In many ways, the trading methods of a binary options trader are similar to Forex swing trader. The binary options trader has to specialize in using technical analysis to take benefit from short-term price movements, as a Forex swing trader does. The trader must develop a reasonable capability that helps him or her determine the direction and strength of trend. Apart from chart patterns, fractals or volume analysis, short-term price moves, or swings can be very successfully gauged through a combination use of price oscillators and candlestick analysis.
Every reversal is preceded by certain conditions and variables. They essentially set the tone for what is about to come. Therefore, the first thing a trader needs to do is look out for a potential reversal in an asset’s price action. The binary options trader achieves this through indecision candles from candlestick analysis and convergence/divergence signals from oscillators’ analysis.
The indecision candlesticks are ones that have a small body and long tails. These candlesticks have opening and closing price very close to each other, whereas the long tails suggest the period’s price movement but also the market’s indecision on which track to park the price. Such an instance is also called “volatility without movement”, that is, despite drastic fluctuation price stays almost unchanged. These candlesticks typically arise where a reversal is near. Doji candlesticks are an example of indecision candlestick.

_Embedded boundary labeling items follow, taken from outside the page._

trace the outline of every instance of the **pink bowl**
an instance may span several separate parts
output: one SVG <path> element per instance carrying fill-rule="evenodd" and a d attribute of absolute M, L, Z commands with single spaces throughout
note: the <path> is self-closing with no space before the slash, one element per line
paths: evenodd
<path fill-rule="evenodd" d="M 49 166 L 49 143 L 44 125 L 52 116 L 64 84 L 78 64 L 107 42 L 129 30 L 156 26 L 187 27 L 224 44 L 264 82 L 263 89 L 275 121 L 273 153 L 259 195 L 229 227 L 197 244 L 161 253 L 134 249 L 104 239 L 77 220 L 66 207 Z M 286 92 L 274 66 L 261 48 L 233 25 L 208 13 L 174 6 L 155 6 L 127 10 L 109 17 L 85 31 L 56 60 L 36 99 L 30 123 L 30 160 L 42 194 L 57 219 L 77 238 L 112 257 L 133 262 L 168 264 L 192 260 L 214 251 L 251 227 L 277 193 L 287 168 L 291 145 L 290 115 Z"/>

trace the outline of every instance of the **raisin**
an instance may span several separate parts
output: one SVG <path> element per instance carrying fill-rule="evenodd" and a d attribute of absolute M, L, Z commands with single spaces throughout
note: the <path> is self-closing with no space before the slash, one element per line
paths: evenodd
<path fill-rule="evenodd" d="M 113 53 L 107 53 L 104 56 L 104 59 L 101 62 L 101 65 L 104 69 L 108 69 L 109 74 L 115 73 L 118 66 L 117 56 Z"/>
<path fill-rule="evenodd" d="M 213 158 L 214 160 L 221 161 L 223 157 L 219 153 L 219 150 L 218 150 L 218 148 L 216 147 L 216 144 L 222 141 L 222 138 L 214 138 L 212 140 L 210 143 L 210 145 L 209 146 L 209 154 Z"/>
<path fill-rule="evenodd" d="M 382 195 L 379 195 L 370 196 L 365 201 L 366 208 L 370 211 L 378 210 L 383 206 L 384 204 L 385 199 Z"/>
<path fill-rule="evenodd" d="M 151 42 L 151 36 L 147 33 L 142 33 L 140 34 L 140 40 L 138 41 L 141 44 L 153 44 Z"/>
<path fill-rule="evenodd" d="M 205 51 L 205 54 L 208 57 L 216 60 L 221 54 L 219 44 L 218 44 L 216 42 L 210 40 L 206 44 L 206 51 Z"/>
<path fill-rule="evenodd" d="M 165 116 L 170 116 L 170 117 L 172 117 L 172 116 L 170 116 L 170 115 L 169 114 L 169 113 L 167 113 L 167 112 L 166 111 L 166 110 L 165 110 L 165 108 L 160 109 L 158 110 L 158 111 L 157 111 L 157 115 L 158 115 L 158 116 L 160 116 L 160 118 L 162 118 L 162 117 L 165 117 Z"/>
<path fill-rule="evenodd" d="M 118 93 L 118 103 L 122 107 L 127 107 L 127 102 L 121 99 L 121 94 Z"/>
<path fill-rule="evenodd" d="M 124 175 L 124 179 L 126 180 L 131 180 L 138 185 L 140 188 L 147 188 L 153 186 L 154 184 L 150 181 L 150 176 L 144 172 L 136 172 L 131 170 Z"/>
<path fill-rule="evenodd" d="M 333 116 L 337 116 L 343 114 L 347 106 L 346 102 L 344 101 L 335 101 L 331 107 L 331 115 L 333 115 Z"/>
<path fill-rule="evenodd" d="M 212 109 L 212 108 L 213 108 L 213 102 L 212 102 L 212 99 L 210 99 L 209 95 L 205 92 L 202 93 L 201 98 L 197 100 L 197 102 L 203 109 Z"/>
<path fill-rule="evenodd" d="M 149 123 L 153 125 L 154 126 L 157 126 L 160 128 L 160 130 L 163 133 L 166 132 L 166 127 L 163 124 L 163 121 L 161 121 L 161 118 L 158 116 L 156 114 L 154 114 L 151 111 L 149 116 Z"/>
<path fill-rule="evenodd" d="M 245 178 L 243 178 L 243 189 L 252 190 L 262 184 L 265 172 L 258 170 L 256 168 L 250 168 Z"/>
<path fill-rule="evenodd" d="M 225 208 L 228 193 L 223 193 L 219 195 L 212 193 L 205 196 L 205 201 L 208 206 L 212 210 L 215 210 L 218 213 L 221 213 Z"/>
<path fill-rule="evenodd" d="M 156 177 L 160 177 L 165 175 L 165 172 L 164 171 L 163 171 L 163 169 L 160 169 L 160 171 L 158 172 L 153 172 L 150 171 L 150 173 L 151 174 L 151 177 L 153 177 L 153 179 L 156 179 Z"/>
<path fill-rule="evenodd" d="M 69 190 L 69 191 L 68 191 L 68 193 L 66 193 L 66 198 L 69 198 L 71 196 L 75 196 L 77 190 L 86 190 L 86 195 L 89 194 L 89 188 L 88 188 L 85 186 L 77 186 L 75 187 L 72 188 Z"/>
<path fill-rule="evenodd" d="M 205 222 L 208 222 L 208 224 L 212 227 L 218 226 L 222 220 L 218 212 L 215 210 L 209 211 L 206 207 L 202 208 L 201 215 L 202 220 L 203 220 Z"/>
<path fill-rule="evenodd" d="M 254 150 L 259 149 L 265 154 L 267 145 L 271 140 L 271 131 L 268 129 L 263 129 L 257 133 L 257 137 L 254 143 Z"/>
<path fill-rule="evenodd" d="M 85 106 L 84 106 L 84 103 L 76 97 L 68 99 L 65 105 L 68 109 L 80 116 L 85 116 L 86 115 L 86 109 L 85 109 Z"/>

When an asset’s price movement varies from its momentum indicator, convergence and divergence is said to have occurred. Before a bullish or bearish reversal takes a hold, the momentum of forgoing trend starts to slow down. There will be either smaller rises in candlesticks in case of a forgoing bullish trend or smaller declines in candlesticks in case of a forgoing bearish trend, depicting this fact.
After gaining the ability to identify the impending reversal, the binary options trader needs to identify the closest or exact point where reversal will occur. As soon as the momentum starts to slow down, the binary option trader should carefully watch the candlestick patterns. The trader should look for an engulfing candlestick or a harami cross. When a candlestick that engulfs the previous candlestick of the opposite trend with an opposite movement forms, the trader has a definite signal of reversal. Preferably, the candlestick engulfed should be the one with a short body and low volume that is an indication of market indecision followed by a definitive reversal.
When using a Harami cross, the binary option trader should watch the volume of the asset being traded. Before the candlestick becomes a harami cross, there should be high volume of trade which gradually slows down upon reaching the harami cross candlestick. This lowering of volume again suggests market indecision, to be followed by a definitive reversal.
In either of the case above, the trader must consult with oscillators such as RSI and MACD to corroborate his candlestick analysis. If the candlestick pattern shows a bearish engulfing or harami cross, the RSI and MACD at the same point, should also be slowing/ declining.